Relevance of the CPU PhysX solution
Let’s first examine the fact that Nvidia currently only allows GPU-accelerated PhysX on its own graphics cards, thus forcing everyone else to calculate the PhysX instructions implemented in games using the CPU. The result for non-Nvidia gamers is usually an unplayable game when you turn PhysX on without a GeForce card installed. Obviously, the goal of this article is not to judge business decisions, but rather to understand the lack of performance experienced on systems not equipped with Nvidia graphics cards.
Why is CPU PhysX so much slower than GPU PhysX in modern games?
Assuming that a calculation can be parallelized, a GPU with its multiple shader units is faster than a conventional CPU with two, three, four, or even six cores. According to Nvidia, physics calculations are two to four times faster on GPUs than CPUs. That’s just half of the truth, though, because there are no physics features that couldn’t be implemented solely on the CPU. Quite often, games use a combined CPU + GPU approach, with the highly parallelizable calculation,s such as particle effects, performed by the GPU and the more static, non-parallelizable calculations, such as ragdolls, performed by the CPU. This is the case in Sacred 2, for example. In theory, the ratio of highly parallelizable calculations should in many cases be too low to really take noticeable advantage of the immense GPU speed.

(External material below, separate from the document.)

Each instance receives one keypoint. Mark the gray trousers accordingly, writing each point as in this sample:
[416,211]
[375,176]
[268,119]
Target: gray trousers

But then why is the difference often so drastic in practice?
There are at least two reasons for this. The first one is that, in almost all of the games tested, CPU-based PhysX uses just a single thread, regardless of how many cores are available. The second one is that Nvidia seems to be intentionally not optimizing the CPU calculations in order to make the GPU solution look better. We’ll have to investigate multithreading at a later time with a suitable battery of benchmarks. Right now, we want to explore Nvidia deliberately leaving its code in a state where CPUs just can’t compete with GPUs.